Scientific discoveries continually improve and shape the foundations of our daily lives. This has again proven true with the discovery of a new metal that allows electrons to flow like liquid filtered through a pipe. Atoms typically move in metal by loose electrons also known as free electrons that group together to form negative charges near the positive charges. In a new study, done by experimental physicists at Boston College, the goal was to find out how electrons can move like liquid inside of a new superconductor called Ditetrelide (NbGe2). It was found that interactions with phonons, small “particles” of heat or vibrational energy, can cause drastic shifts. The new metal is a combination of Germanium and Niobium. It was also noted that with this liquid metal combination, the laws of hydrodynamics could still be obeyed. By interacting with these phonons, the electron-phonon liquid can be created.
Three different methods were used to study the metal to give it a more scientific breakdown. Electrical resistance testing was able to display high mass electrons. Raman scattering showed different levels of vibration in the Ditetrelide (NbGe2) due to the differential flow in the electrons.
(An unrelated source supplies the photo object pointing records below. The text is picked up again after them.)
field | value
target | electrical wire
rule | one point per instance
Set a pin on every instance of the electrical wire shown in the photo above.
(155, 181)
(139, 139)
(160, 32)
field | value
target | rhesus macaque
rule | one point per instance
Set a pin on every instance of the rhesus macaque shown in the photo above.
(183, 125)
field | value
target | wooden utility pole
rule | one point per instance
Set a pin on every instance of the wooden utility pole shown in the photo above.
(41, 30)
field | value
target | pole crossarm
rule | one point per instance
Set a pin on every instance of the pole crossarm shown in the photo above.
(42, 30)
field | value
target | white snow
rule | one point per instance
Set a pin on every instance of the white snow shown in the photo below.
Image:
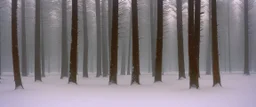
(237, 91)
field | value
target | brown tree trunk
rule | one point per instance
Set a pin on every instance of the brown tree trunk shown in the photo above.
(37, 42)
(85, 63)
(159, 42)
(24, 47)
(114, 45)
(192, 47)
(64, 45)
(215, 51)
(99, 39)
(246, 39)
(73, 52)
(180, 40)
(135, 46)
(197, 33)
(15, 51)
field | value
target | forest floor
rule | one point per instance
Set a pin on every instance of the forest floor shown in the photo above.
(237, 91)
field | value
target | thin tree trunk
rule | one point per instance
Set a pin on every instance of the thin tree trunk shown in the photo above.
(24, 47)
(191, 45)
(99, 53)
(208, 58)
(153, 35)
(114, 45)
(64, 45)
(37, 43)
(135, 46)
(123, 58)
(73, 52)
(246, 39)
(15, 51)
(85, 61)
(180, 40)
(104, 40)
(197, 32)
(42, 50)
(159, 42)
(215, 51)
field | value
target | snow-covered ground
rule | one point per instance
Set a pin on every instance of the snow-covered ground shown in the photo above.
(237, 91)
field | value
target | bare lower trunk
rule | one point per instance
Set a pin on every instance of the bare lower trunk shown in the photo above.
(159, 42)
(73, 52)
(99, 53)
(215, 51)
(15, 51)
(37, 42)
(85, 61)
(114, 45)
(64, 45)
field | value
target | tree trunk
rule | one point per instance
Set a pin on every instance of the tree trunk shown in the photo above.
(64, 45)
(180, 40)
(24, 49)
(104, 40)
(135, 45)
(85, 61)
(114, 45)
(73, 52)
(246, 39)
(215, 51)
(197, 32)
(191, 47)
(153, 35)
(37, 42)
(123, 58)
(159, 42)
(42, 49)
(15, 51)
(99, 53)
(208, 56)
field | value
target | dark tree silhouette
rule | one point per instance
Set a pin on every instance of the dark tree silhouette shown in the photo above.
(114, 44)
(215, 51)
(37, 42)
(180, 40)
(192, 47)
(135, 45)
(64, 45)
(159, 42)
(73, 52)
(15, 51)
(85, 63)
(24, 49)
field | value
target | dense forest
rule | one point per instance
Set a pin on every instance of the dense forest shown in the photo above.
(109, 38)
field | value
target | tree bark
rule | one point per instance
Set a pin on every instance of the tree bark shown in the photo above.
(153, 35)
(197, 32)
(123, 58)
(15, 51)
(135, 46)
(85, 61)
(192, 47)
(114, 45)
(246, 39)
(180, 40)
(37, 42)
(159, 42)
(64, 44)
(215, 51)
(24, 47)
(73, 52)
(99, 40)
(104, 40)
(208, 56)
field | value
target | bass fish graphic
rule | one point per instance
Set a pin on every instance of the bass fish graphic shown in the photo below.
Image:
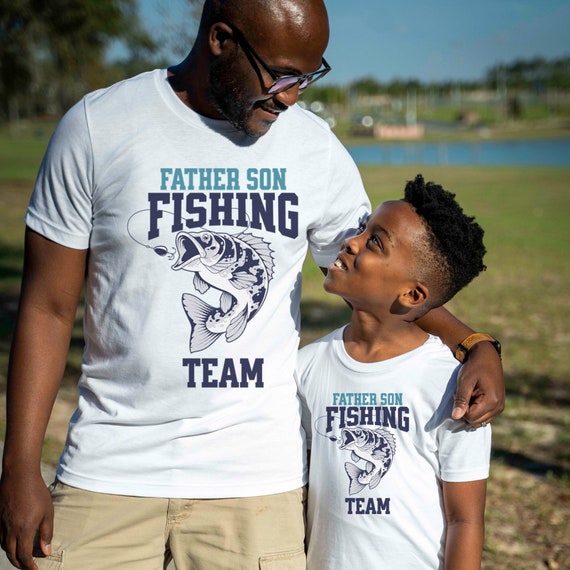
(239, 266)
(376, 447)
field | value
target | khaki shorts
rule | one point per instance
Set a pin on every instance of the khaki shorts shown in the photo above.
(96, 531)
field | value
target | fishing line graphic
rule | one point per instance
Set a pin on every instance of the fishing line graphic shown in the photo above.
(238, 266)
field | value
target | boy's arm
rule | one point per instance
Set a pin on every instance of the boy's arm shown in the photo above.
(464, 505)
(480, 394)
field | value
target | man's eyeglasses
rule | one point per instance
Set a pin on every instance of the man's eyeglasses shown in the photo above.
(280, 82)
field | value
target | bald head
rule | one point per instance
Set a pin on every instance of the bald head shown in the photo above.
(305, 20)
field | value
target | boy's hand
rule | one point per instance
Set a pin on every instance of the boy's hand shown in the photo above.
(480, 395)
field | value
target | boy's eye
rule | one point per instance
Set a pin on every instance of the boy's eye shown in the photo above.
(374, 239)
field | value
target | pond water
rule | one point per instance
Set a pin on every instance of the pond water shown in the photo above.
(544, 152)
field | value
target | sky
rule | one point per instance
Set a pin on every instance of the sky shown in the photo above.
(435, 40)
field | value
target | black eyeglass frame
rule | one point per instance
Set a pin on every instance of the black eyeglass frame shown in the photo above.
(280, 83)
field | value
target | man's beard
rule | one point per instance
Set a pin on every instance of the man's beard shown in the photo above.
(227, 94)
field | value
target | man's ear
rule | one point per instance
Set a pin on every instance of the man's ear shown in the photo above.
(219, 33)
(415, 296)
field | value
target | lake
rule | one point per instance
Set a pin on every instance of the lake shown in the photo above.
(545, 152)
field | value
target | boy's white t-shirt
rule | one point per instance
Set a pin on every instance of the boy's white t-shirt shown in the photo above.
(196, 236)
(381, 442)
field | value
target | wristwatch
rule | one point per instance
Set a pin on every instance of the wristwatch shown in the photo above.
(463, 348)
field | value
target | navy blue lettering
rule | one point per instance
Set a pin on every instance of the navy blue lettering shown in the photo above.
(386, 416)
(203, 372)
(370, 506)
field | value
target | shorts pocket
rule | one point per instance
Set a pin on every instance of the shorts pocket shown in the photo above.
(52, 562)
(290, 560)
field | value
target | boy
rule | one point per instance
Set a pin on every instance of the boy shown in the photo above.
(394, 482)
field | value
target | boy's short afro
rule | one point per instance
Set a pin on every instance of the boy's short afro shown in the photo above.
(455, 255)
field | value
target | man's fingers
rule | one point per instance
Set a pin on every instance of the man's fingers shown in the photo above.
(46, 533)
(460, 407)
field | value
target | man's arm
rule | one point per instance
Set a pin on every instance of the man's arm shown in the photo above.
(464, 505)
(480, 395)
(51, 285)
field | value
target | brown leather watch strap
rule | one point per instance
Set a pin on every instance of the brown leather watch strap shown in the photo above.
(466, 344)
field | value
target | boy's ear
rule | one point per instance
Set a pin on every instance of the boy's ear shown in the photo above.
(219, 33)
(415, 296)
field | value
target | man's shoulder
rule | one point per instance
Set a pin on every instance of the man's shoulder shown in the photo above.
(125, 87)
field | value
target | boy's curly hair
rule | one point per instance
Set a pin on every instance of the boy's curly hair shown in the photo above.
(454, 254)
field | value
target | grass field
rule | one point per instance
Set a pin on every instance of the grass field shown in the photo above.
(522, 298)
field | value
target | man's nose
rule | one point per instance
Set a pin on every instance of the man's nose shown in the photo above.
(289, 96)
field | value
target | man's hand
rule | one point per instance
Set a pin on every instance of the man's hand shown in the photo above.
(480, 395)
(25, 508)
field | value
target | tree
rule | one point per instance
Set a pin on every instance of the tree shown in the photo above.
(51, 51)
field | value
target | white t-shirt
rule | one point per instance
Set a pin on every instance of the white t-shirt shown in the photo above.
(381, 442)
(197, 235)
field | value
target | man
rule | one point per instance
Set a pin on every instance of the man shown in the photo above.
(186, 199)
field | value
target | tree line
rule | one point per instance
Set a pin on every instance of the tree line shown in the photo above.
(54, 51)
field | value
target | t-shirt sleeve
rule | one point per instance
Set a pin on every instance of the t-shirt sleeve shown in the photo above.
(61, 204)
(300, 377)
(347, 206)
(464, 453)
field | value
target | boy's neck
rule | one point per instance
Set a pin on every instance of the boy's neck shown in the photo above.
(366, 339)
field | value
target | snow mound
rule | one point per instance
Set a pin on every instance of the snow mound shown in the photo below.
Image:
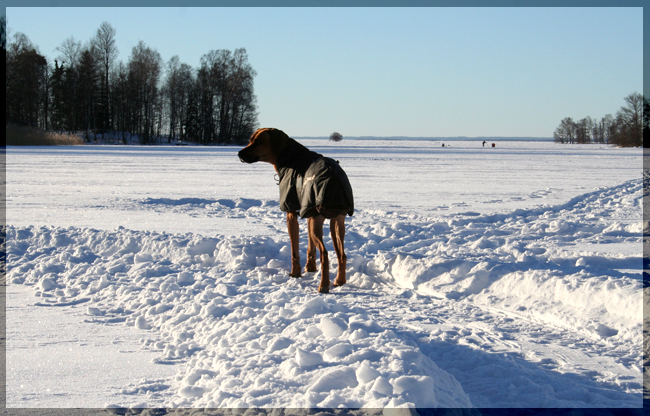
(250, 336)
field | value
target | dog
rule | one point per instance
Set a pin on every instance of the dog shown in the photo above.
(311, 186)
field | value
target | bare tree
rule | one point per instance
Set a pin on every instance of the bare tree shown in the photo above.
(631, 116)
(104, 43)
(144, 69)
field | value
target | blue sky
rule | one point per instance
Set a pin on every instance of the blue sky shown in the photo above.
(391, 71)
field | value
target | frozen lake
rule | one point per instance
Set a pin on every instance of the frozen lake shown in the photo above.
(478, 276)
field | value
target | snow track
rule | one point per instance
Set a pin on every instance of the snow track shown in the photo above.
(531, 308)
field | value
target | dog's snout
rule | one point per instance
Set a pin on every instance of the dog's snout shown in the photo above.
(244, 156)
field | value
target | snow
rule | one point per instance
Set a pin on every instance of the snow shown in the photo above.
(477, 277)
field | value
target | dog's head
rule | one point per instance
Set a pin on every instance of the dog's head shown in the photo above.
(265, 146)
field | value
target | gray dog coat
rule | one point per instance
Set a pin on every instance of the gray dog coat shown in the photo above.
(312, 184)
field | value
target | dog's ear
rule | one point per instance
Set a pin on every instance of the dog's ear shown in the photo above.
(279, 140)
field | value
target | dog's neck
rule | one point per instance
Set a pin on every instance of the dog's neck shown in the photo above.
(295, 156)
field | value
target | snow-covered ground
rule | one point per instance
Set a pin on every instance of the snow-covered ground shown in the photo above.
(478, 277)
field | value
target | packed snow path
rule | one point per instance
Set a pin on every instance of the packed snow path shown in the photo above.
(529, 308)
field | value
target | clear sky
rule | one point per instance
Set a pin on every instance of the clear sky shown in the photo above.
(390, 71)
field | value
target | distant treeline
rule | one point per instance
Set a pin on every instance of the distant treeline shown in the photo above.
(626, 129)
(86, 89)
The final method was x-ray diffraction showing in detail the structure of the metal. With further experimentation, the electron mass was found to be three times larger than initially predicted.
Sometime soon, it is hoped that Ditetrelide (NbGe2) can be used in new medical devices, and even portable patches. Lenox Laser congratulates all involved from Boston College on their findings in this new research study. We hope that this new metal can provide wonderful and innovative technologies in the future.